Sentiment analyzing is
analyzing a sentence to find out that the sentiment of it is positive or
negative. Part of the project task of our team is analyzing the sentiment of
the comments of 4 domestic mobile phones: Xiaomi M4, Smartisan T1, Huawei
Honor6, Meizu MX4.
Here are the key steps for algorithm:
1. Read the text and tokenize it.
2. In every sentence, find the sentiment word, and record
its feature (positive or negative) according to the sentiment dictionary and
position.
3. Find the adverb of degree before the sentiment word. When
we find one then stop searching. And we will set weights for adverbs of
different degrees. And the weights will multiply the sentiment value (assume
the primary sentiment value of every sentiment word is 1)
4. Find all the negation word before the sentiment word. If
the number of negation word is odd, then the sentiment value will multiply -1.
If the number is even, multiply 1.
5. If there is ‘!’ in the sentence, every ‘!’ will add 2
sentiment value to the corresponding feature.
6. Print out positive and negative value and the corresponding
percentage of every sentence.
7. Add all the sentiment value up and print out the positive
and negative value and the corresponding percentage of the whole text.

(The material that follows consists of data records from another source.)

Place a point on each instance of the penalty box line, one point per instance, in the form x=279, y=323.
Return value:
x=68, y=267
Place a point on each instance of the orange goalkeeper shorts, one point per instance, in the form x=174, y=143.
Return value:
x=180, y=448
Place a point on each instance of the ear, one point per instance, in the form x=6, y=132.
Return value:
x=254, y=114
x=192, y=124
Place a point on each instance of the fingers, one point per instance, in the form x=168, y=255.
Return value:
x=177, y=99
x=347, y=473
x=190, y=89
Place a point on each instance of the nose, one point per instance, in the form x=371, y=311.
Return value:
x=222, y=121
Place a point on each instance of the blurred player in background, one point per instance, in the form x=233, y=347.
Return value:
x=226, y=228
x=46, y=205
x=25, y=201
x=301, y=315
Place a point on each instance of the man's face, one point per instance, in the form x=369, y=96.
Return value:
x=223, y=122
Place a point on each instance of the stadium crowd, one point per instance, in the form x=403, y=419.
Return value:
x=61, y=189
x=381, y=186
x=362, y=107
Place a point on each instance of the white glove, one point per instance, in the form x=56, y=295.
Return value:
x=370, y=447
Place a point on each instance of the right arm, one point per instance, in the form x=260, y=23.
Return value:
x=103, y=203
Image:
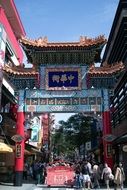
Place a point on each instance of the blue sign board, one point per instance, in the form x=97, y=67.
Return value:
x=63, y=79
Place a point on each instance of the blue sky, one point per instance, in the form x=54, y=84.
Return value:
x=66, y=20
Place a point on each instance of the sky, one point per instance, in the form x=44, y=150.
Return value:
x=66, y=20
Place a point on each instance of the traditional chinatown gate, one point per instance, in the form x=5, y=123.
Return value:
x=63, y=85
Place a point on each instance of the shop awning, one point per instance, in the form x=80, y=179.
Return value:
x=4, y=148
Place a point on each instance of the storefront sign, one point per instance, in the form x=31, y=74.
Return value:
x=17, y=138
x=60, y=175
x=125, y=148
x=18, y=151
x=109, y=150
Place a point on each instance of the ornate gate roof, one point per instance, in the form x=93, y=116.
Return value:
x=86, y=51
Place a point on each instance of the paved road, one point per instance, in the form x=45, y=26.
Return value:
x=38, y=187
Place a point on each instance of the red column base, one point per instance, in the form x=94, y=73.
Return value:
x=18, y=178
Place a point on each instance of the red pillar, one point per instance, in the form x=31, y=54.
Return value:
x=107, y=146
x=19, y=151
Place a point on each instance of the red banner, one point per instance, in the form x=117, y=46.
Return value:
x=60, y=176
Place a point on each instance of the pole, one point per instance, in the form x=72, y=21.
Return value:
x=19, y=149
x=107, y=146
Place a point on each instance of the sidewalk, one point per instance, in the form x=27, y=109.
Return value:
x=9, y=186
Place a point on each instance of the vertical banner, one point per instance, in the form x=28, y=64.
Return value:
x=2, y=55
x=45, y=124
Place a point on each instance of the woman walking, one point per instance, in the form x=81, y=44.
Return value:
x=119, y=177
x=106, y=173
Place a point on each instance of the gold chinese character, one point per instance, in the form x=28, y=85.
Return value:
x=63, y=78
x=56, y=78
x=70, y=78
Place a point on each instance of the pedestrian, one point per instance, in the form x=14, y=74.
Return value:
x=119, y=176
x=96, y=176
x=86, y=174
x=78, y=176
x=25, y=170
x=106, y=173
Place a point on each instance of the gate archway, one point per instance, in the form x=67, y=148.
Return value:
x=62, y=81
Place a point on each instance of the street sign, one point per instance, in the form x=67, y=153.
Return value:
x=17, y=138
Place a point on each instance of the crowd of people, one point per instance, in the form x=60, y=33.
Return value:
x=95, y=175
x=86, y=174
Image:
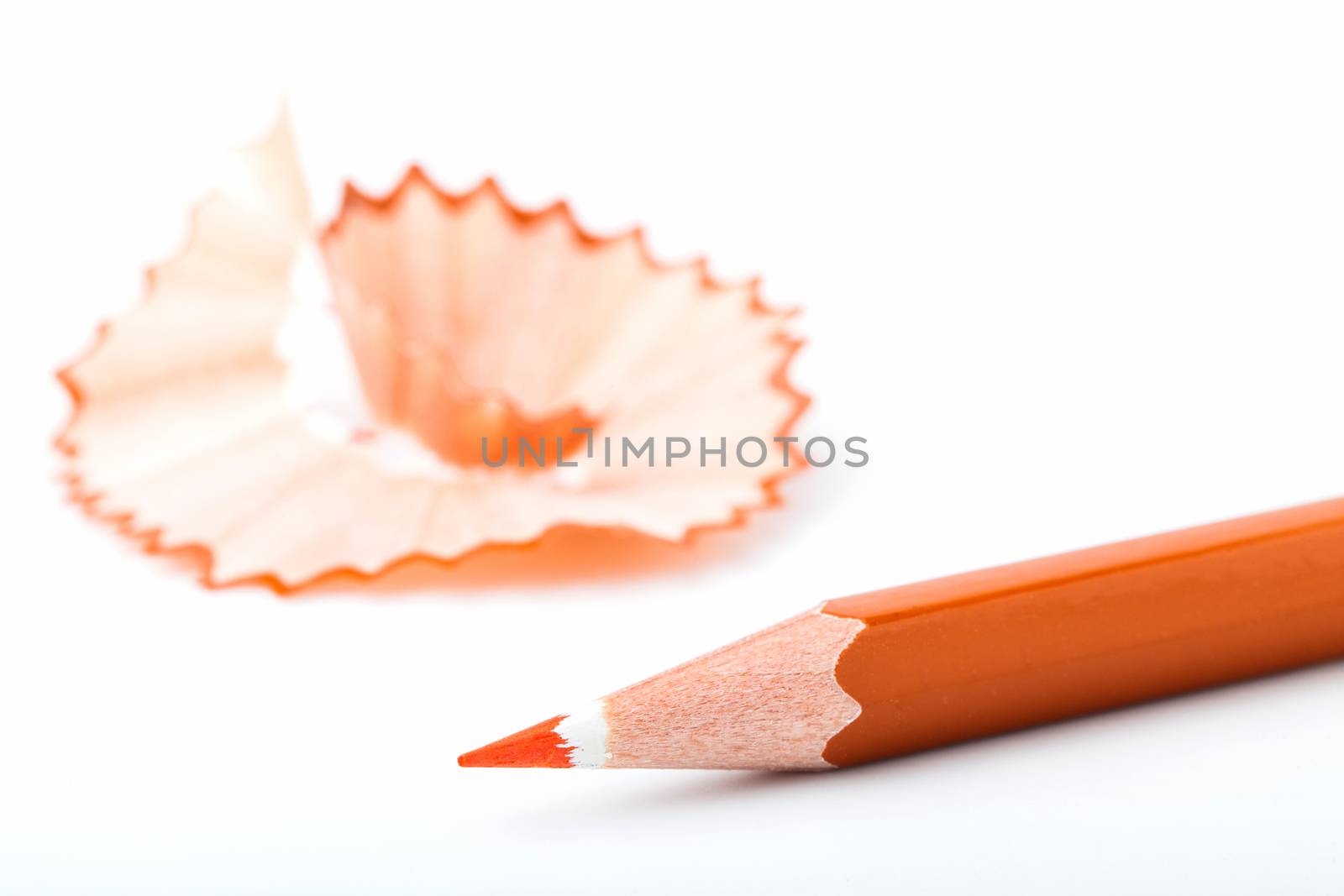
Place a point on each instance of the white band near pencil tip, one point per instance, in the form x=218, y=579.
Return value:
x=585, y=731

8. Calculate the average and variance of the positive and
negative sentiment for the text.
And during the programming, I
came up with some problems:
1.
Python is a
little troublesome for processing Chinese characters. The encode information
should be presented in Unicode.
2.
Python
sometimes can’t input the data in txt file completely.
3.
As the Internet
words are much different from the standard sentiment dictionary. We should add
and edit some words in the sentiment dictionary after we study the linguist habits
of the netizen. That will promote the accuracy of the analyzing outcome.
4.
There is
some difference of sentiment value between analyzing the whole text and
analyzing every sentence and add them together. I think there might be some
unnecessary values at the boundary of two sentences. For example, the sentiment
word in the beginning of a sentence will look for adverb of degree in the end
of the previous sentence.
We are still working on optimizing the outcome. Hope we can achieve our goals.